Community Paramedicine, or what some would rather call Integrated Healthcare, is a fantastic concept. Why not take basic medicine and evaluation skills to the patient recently recovering from a procedure instead of making them visit the MD’s office?
Why not follow up with Mrs Jones on how her medications are doing?
Why not have a Paramedic check in on Mr Thompson and his blood sugar levels?
My first paying gig in EMS was for a system that did just this. We visited our list of clients based on the schedule and checked their blood sugar, blood pressure, medications and checked the fridge for food. I hated it. I hated it because it wasn’t what 18 year old me wanted to be doing.
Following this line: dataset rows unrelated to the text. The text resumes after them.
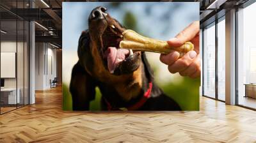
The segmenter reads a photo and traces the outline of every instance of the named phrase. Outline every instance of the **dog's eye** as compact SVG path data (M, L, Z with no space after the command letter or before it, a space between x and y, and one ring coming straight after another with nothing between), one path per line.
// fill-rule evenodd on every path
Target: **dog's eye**
M106 11L108 10L108 9L107 9L106 8L104 8L104 7L101 7L101 8L100 8L100 10L101 10L101 11L102 11L102 12L105 12Z

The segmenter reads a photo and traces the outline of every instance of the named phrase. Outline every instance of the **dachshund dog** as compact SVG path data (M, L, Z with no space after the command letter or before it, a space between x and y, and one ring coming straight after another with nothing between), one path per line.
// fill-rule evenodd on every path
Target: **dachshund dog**
M144 52L119 48L125 29L106 10L92 11L79 38L70 84L73 110L89 110L99 87L104 110L180 110L154 82Z

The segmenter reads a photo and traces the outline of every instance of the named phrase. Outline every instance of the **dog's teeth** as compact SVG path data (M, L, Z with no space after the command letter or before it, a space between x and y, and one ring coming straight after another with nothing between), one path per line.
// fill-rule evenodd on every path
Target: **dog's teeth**
M133 55L132 50L130 49L130 55Z

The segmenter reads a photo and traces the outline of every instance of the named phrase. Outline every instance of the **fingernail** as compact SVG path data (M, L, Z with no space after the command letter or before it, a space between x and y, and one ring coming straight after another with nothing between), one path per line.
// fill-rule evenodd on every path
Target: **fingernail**
M189 56L190 58L194 59L196 56L196 52L195 50L190 51Z
M177 40L177 38L176 37L175 37L175 38L170 38L170 40L169 40L169 41L175 41L175 40Z

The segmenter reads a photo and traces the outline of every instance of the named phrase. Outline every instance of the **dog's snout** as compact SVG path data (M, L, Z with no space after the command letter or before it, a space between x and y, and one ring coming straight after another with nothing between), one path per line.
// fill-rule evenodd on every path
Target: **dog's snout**
M103 6L98 6L94 8L90 15L89 20L104 19L104 16L108 15L106 11L107 11L107 8Z

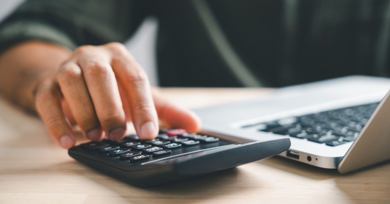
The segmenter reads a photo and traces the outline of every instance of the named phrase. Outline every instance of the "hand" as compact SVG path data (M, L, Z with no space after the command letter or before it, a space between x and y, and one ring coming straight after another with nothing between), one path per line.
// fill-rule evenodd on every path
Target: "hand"
M54 74L41 78L34 89L36 109L49 132L63 148L75 143L72 122L93 140L103 132L122 138L126 121L132 121L140 138L151 139L158 131L158 117L168 126L199 130L197 117L153 91L141 66L118 43L77 49Z

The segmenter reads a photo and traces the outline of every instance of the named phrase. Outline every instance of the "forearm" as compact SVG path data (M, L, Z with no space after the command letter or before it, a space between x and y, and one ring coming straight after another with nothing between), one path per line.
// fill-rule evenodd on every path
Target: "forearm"
M41 41L10 48L0 55L0 93L14 104L35 111L37 84L44 76L54 77L71 54L63 47Z

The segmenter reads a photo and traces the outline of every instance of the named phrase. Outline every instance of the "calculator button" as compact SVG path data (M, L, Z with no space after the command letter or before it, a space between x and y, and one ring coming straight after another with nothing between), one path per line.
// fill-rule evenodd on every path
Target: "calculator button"
M157 140L156 141L155 141L155 142L152 143L152 144L154 145L159 146L159 145L166 145L170 143L171 142L165 140Z
M107 153L109 151L117 149L119 147L118 146L111 145L108 147L99 148L99 152L100 153Z
M129 140L111 140L110 144L113 145L120 145L121 144L129 142Z
M90 150L98 149L99 148L108 147L109 145L101 142L90 142L80 145L80 147Z
M182 145L184 147L195 146L195 145L199 145L199 141L197 140L187 140L180 142Z
M147 148L146 149L142 149L142 152L146 154L152 154L152 153L155 151L160 151L162 150L162 148L159 147L152 147L150 148Z
M149 155L147 154L141 154L139 156L130 157L130 162L134 163L140 161L147 160L149 159Z
M130 151L130 149L128 148L119 148L116 150L112 150L108 152L108 155L112 157L119 155L120 154Z
M219 141L219 138L214 137L206 137L206 138L198 139L201 143L212 143Z
M137 151L137 150L140 150L141 149L143 149L144 148L149 148L151 147L152 147L152 146L149 145L149 144L141 144L140 145L132 147L131 149Z
M140 151L130 151L126 153L121 154L119 155L119 158L122 160L128 160L130 159L130 157L133 157L136 156L140 155Z
M180 142L187 141L188 140L188 138L185 138L183 137L179 138L176 137L172 137L171 138L167 139L167 140L173 142Z
M141 143L139 142L137 142L137 141L129 141L129 142L125 142L125 143L121 144L120 144L120 147L121 148L131 148L131 147L132 147L133 146L136 146L136 145L140 145L140 144L141 144Z
M188 139L195 139L195 140L200 140L202 139L205 139L208 137L206 135L202 135L200 134L197 134L196 133L185 133L181 135L182 137L186 137Z
M153 152L153 157L159 157L166 155L172 154L172 152L169 149L164 149L158 151Z
M176 149L181 148L181 145L177 143L170 143L162 146L162 147L167 149Z
M131 134L129 135L126 135L125 138L123 138L124 140L139 140L139 137L138 137L138 135L135 134Z
M153 140L141 140L141 141L143 143L144 143L151 144L151 143L154 143L154 142L156 142L156 141L158 141L158 139L153 139Z
M166 134L168 136L172 136L182 134L185 132L187 132L187 131L184 129L173 129L167 131Z

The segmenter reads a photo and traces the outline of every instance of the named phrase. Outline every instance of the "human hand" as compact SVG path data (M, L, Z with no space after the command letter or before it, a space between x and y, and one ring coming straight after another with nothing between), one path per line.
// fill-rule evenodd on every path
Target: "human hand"
M141 66L118 43L79 47L54 76L42 77L34 92L49 132L65 148L76 141L73 122L93 140L102 139L103 132L120 139L127 121L133 122L140 138L153 139L158 131L157 115L172 127L199 129L194 112L152 91Z

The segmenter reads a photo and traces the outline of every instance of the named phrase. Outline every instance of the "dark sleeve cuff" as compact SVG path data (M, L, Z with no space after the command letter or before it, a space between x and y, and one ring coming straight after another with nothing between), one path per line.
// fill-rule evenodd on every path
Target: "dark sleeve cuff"
M22 41L38 40L74 50L77 44L60 30L39 21L23 20L3 25L0 29L0 53Z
I didn’t see the value in the program until I was about to finish my employ there and noticed we never ran a 911 call on any of our home visit regulars. We weren’t providing Emergency Medical Services (EMS), we were doing something completely different. Call it by any name you like, but don’t call it EMS.
Today I’m a huge supporter of decreasing the demand on 911 by focusing on reducing the number of people who call. One of the proven tools used to combat 911 calls is making people healthier before they need 911.
Community Paramedicine is just the thing each and every community in America can use to reach out to a niche that needs to be addressed.
When I was in England all those years ago Paramedics with only 1 year experience were out on their own making recommendations, referrals and taking people directly to what they needed, not just a 2 person cot van to an ER (Or AE for those who favourite that term.)
The concepts have been proven over and over again and some systems are even carving out revenue streams to make it profitable or, at least, not at cost.
I applaud their efforts and if the opportunity ever comes along for me to get involved…
In my opinion Community Paramedicine is too important to be trusted to the 911 crowd. We need folks more interested in sitting and talking than squeezing a few home visits in between calls for service. Some systems have adapted schedules and providers to respond only on the Community cars and that’s great, but a greater separation is needed.
Yes, I’m advocating splitting EMS even further than we are now. A split that will allow this new sub specialty to thrive.
Community Paramedicine needs to be a specialty, a half brother, not a spin off hoping to get picked up for a second season.
It will not succeed if it is tied to the chaos that is 911 for profit and must succeed if 911 for profit has any chance of surviving another 10 years. We’re approaching a cross roads to possibly finally squeeze our little patient care machine into the main stream of medical professionals. Do we want to squander that opportunity by having Community Paramedicine as a side project of EMS or as a full fledged community service independent of the lights and sirens?
I know 18 year old me had a different reason for having this opinion, but the opinion remains: 911 and community care shouldn’t mix. They should each focus on their strengths and excel at the service they provide the community instead of stretching us so thin only our merit badge classes hold us above water.